Milwaukee was one of the first cities to declare racism a public health crisis in 2019, followed by Madison. In Wisconsin, life expectancy differs by 14 years when comparing white and Black residents of the state, and Black mothers lose infants at three times the rates of white mothers, according to the Wisconsin Department of Health Services.
Dr. Michelle Allen directs a University of Minnesota program in Health Disparities research and has worked as a physician in federally qualified health care centers.
“My patients have been talking forever about how racism affects their health,” she said. Issues that Dr. Allen said her patients have mentioned include barriers to earning a livable wage, historical trauma, and violent encounters with the police. The issue now is “moving towards closing the gap between policy and action,” she said.
Local governments aren’t alone in tackling the health crisis of racism; some institutions like universities and private businesses are making equity a priority as well.
“People now look to private businesses to take positions on social change,” said Christian Knights, Strategic Communications Manager with Blue Cross Blue Shield (BCBS) Minnesota. Blue Cross attempted to take an advocacy role in health care when it successfully sued tobacco companies for publicly minimizing the risks of smoking. Using funds from the lawsuit, Blue Cross led a smoking cessation campaign and established a Center for Prevention to support community health initiatives.
The campaign only gained traction once race and identity, including sexual identity, became part of the discussion, Knights said, noting higher smoking rates in Black and LGBTQ populations. “[Racism] is the ultimate multiplier, and if we don’t talk about that we’re not talking about health equity,” he said.
Building wealth, health, and safety in communities would save states significant sums of money. In a 2018 report, BCBS calculated that the annual cost of health inequities is $2.6 billion in the state of Minnesota. The amount that city and local governments will allocate to address this crisis remains to be seen. In Boston, Mayor Marty Walsh transferred $3 million from the police budget－less than one percent of police funds－ to public health spending, according to NPR. The mayor has also pledged to transfer more funds from policing into housing, mental health, and supporting businesses owned by women and people of color.

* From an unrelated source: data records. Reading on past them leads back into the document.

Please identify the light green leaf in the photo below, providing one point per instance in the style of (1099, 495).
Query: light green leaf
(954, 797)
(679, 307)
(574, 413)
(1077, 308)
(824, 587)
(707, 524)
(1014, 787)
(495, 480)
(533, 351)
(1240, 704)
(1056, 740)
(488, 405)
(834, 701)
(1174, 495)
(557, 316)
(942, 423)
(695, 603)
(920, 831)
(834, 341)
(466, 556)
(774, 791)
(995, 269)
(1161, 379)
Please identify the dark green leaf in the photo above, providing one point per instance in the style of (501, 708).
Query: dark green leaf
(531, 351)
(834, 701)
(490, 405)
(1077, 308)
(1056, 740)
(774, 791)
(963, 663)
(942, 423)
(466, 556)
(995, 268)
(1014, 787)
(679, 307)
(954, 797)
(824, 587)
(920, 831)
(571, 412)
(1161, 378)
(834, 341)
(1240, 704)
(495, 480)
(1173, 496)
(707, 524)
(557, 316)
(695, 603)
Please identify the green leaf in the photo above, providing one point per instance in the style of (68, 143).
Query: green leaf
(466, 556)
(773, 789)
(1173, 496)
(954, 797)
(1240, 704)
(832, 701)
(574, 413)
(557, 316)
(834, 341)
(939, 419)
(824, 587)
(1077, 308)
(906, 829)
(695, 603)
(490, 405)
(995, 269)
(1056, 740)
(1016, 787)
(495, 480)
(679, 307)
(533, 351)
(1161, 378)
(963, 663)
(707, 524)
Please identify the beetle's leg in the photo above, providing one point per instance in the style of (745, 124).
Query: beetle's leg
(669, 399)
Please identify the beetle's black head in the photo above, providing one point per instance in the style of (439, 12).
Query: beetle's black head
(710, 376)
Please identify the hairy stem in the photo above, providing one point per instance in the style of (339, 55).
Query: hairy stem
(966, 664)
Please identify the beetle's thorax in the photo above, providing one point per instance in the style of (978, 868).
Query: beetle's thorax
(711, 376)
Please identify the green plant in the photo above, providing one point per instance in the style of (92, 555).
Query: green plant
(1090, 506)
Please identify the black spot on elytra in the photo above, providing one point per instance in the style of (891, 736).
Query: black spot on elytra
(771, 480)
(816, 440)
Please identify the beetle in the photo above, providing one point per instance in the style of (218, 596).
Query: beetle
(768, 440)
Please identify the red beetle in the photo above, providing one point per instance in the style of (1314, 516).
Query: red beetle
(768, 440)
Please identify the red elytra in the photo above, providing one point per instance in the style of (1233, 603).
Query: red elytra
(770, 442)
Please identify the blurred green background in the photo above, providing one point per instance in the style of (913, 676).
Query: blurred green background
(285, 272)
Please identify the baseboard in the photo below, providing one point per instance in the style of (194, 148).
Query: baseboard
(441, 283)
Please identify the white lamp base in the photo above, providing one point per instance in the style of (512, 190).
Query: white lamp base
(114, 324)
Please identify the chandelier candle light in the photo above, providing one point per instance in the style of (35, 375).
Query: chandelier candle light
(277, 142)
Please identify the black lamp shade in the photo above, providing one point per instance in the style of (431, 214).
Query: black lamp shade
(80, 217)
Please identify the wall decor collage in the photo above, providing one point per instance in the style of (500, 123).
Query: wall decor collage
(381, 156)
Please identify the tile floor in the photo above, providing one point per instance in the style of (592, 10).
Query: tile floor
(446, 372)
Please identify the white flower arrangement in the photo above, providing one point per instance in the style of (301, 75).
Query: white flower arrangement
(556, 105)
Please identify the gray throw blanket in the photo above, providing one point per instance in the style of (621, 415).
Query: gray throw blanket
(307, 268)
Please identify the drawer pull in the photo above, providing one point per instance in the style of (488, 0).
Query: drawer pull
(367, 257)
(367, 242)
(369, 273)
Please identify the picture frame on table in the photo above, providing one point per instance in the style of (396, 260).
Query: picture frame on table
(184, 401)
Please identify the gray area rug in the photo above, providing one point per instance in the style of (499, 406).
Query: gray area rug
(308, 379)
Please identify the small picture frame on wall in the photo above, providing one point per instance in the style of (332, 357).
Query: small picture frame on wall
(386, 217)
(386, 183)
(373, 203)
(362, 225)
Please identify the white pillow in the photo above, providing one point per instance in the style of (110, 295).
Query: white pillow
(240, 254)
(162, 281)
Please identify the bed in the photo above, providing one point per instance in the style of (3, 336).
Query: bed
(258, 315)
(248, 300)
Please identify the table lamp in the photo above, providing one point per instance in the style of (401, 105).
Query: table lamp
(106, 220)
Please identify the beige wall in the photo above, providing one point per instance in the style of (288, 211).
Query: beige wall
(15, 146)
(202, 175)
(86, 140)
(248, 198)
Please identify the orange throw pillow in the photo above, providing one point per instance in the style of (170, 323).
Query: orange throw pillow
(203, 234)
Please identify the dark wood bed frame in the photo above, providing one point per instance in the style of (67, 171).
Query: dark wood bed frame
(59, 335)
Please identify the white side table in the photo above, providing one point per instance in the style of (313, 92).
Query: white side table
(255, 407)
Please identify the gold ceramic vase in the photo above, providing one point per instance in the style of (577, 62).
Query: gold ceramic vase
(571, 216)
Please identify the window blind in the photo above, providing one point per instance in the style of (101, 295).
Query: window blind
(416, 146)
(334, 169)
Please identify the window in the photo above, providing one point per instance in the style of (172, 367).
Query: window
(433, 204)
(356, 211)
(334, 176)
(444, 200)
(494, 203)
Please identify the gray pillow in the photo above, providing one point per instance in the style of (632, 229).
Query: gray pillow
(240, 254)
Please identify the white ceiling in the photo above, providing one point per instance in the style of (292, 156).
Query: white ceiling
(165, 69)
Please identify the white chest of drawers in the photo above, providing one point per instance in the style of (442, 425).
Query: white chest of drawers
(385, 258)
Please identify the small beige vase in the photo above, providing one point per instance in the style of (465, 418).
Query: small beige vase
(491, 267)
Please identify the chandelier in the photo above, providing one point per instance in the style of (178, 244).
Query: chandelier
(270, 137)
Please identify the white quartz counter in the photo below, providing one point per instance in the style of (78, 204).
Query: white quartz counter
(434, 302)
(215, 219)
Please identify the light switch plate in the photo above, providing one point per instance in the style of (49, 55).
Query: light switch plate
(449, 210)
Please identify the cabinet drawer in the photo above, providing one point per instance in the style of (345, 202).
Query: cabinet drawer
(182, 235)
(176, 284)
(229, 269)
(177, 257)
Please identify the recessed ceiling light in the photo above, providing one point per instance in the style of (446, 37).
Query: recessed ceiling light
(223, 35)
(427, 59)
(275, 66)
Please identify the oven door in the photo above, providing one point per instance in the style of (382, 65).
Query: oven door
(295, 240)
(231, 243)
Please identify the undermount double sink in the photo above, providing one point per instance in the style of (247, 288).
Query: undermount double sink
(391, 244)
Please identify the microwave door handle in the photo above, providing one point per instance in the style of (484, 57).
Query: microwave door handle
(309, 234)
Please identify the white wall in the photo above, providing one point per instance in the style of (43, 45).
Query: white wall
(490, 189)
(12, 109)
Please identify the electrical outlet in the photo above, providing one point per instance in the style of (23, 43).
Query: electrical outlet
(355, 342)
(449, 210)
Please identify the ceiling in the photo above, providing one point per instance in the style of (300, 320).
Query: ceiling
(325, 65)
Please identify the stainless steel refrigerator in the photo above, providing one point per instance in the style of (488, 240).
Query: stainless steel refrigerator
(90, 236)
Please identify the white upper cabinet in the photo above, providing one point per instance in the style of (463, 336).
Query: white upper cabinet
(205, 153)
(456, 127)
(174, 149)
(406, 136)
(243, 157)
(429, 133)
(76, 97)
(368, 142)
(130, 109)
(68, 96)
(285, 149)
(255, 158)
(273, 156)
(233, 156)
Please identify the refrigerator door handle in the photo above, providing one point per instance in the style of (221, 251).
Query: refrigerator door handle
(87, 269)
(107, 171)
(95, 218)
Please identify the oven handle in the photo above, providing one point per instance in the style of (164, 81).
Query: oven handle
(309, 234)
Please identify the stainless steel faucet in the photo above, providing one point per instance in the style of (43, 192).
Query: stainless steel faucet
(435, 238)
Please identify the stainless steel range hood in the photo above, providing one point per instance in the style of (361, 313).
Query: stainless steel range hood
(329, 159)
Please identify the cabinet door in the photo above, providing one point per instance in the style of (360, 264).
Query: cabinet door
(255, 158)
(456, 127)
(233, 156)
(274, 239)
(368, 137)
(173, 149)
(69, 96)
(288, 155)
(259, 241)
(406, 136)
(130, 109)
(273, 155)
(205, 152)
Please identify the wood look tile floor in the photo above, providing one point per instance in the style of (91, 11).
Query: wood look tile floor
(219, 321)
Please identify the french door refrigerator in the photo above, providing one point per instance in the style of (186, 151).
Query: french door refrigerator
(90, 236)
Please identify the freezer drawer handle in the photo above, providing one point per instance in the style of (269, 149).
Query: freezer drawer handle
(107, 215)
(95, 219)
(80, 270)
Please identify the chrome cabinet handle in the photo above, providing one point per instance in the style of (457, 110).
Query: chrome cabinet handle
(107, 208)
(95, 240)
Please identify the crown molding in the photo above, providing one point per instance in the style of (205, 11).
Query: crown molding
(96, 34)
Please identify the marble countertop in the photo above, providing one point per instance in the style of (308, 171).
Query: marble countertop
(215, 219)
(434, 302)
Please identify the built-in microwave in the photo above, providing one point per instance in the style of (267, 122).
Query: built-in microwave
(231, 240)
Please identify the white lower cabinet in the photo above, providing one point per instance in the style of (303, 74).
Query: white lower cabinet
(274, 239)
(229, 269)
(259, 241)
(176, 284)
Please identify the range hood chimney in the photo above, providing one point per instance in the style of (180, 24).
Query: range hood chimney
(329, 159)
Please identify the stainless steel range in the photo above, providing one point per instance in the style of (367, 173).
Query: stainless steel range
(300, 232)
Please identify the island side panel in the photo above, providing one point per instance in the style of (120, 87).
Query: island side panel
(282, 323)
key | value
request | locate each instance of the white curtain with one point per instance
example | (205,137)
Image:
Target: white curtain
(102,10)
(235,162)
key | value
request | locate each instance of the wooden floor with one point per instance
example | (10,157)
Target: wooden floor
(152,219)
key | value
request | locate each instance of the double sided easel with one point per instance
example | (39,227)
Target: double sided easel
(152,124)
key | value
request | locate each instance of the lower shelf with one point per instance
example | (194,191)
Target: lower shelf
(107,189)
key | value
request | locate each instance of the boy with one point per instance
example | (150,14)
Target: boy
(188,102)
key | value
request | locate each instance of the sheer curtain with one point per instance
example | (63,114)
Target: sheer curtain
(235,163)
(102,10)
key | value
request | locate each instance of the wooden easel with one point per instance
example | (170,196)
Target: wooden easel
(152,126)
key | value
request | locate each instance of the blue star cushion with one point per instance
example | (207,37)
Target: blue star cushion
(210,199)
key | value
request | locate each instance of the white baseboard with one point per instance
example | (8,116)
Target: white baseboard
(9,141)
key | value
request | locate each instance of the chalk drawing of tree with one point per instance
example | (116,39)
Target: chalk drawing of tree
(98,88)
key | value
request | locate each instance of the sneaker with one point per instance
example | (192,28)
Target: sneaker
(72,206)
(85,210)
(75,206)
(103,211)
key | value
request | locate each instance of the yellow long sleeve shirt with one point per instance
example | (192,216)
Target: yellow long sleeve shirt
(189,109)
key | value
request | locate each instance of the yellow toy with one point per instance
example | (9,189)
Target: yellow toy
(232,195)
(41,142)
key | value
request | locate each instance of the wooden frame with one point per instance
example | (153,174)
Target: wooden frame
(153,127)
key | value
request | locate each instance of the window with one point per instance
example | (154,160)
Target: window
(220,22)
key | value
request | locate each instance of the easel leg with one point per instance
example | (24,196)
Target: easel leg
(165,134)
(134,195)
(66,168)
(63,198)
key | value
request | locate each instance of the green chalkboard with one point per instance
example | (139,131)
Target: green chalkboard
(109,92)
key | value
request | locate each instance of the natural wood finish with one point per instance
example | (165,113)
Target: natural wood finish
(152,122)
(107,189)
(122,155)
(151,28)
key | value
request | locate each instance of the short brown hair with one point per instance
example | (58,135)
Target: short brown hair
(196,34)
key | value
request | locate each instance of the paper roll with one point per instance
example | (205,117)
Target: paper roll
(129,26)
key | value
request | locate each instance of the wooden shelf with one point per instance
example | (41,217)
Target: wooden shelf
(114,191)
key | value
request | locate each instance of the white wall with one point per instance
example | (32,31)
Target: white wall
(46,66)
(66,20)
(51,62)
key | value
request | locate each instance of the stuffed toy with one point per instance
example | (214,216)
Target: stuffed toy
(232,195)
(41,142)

By focusing on health outcomes, local officials hope to take more tangible action on the undeniable and persistent impacts of racism. While progress on eliminating racism can be elusive, the intention is to bring institutions and resources together to address this issue for what it is－a perpetual crisis.
“Are we making progress on eliminating racism from our society? Which is almost laughable when I think about it,” Jenkins said. “But it’s not, and we gotta work on it.”